Micah Tyler - New Today Lyrics
Lyrics
I’ve been hard on myself lately
Every morning I feel the weight
When it’s hard to just get out of bed
Tell my heart
Cause sometimes I forget
That Your mercies are new today
Your mercies are new today
I can rest on Your shoulders
There is grace to start over
Your mercies are new today
Your mercies are new today
Help me rise like the morning sun
Help me see that Your works not done
When I’m less than what I want to be
Lord I need You to keep reminding me
Your mercies are new today
Your mercies are new today
I can rest on Your shoulders
There is grace to start over
Your mercies are new today
I kept thinking you were angry
But you were fighting just to hold me
And pick me up every time I fell
If Your love is here to lift me
And Your blood says You forgive me
Show me how I can forgive myself
Cause Your mercies are new today
Your mercies are new again and again
Your mercies are new today
Your mercies are new today
I can rest on Your shoulders
There is grace to start over
Your mercies are new
Oh new today
I can rest on Your shoulders
There is grace to start over
Your mercies are new today
Your mercies are new today
Video
Micah Tyler - New Today (Official Lyric Video)
Meaning & Inspiration
Micah Tyler’s "New Today" begins in a place of heavy, internal friction. The opening lines—“I’ve been hard on myself lately / Every morning I feel the weight”—are refreshingly honest. They bypass the usual veneer of triumphant praise to acknowledge the reality of the fallen human condition. We are creatures prone to self-flagellation, often operating as though the primary attribute of God is a scoreboard, tallying our failures before we’ve even brushed our teeth.

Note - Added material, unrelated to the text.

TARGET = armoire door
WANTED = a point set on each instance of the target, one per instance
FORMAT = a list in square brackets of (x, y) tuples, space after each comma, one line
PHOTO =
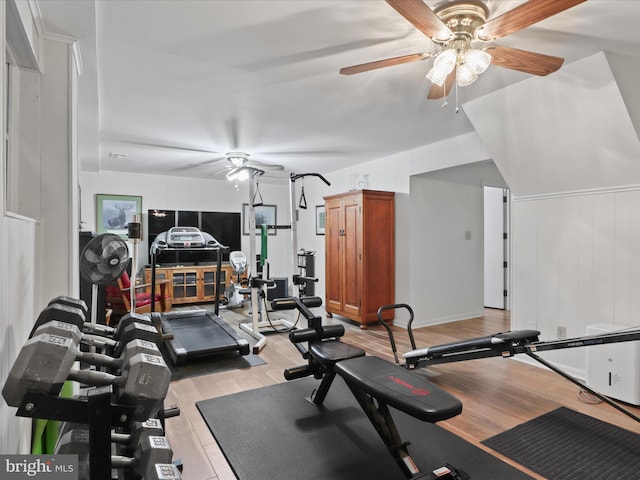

Tyler leans heavily into Lamentations 3:22–23, the locus classicus for the concept of God’s mercies being fresh every morning. However, he introduces a fascinating theological pivot in the bridge: "I kept thinking you were angry / But you were fighting just to hold me."
That line demands scrutiny. It identifies the "angry God" trope as a psychological projection, a distortion of the Imago Dei within us that has been fractured by shame. We assume God views us with the same irritation we direct at ourselves when we fall short. But the doctrine of propitiation—the turning away of wrath through the blood of Christ—is exactly what invalidates that assumption. If the wrath has been satisfied at the cross, God’s stance toward the believer is not one of lingering anger, but of active, protective pursuit.
The most provocative moment arrives when Tyler sings, "If Your love is here to lift me / And Your blood says You forgive me / Show me how I can forgive myself."
Theologically, "forgiving oneself" is a shaky concept. We cannot absolve ourselves; only the offended party can grant pardon. When we struggle to "forgive ourselves," we are essentially insisting that our self-assessment is more accurate—or more rigorous—than God’s verdict. If God has declared the debt paid via the sufficiency of Christ’s work, then holding onto our own guilt is not a sign of humility; it is a subtle form of arrogance. It implies that we have a higher standard of justice than the Creator.
The song doesn’t fully resolve the tension of how a finite, broken creature actually accepts that divine verdict. It leaves us standing there, asking for the grace to align our internal reality with the objective truth of the gospel. That is a messy place to live. Yet, it is exactly where faith functions best—not in the comfortable certainty of our own righteousness, but in the grueling, daily process of letting God’s definition of us supersede our own shame. It is a necessary friction. We are, quite literally, being re-made by the dawn.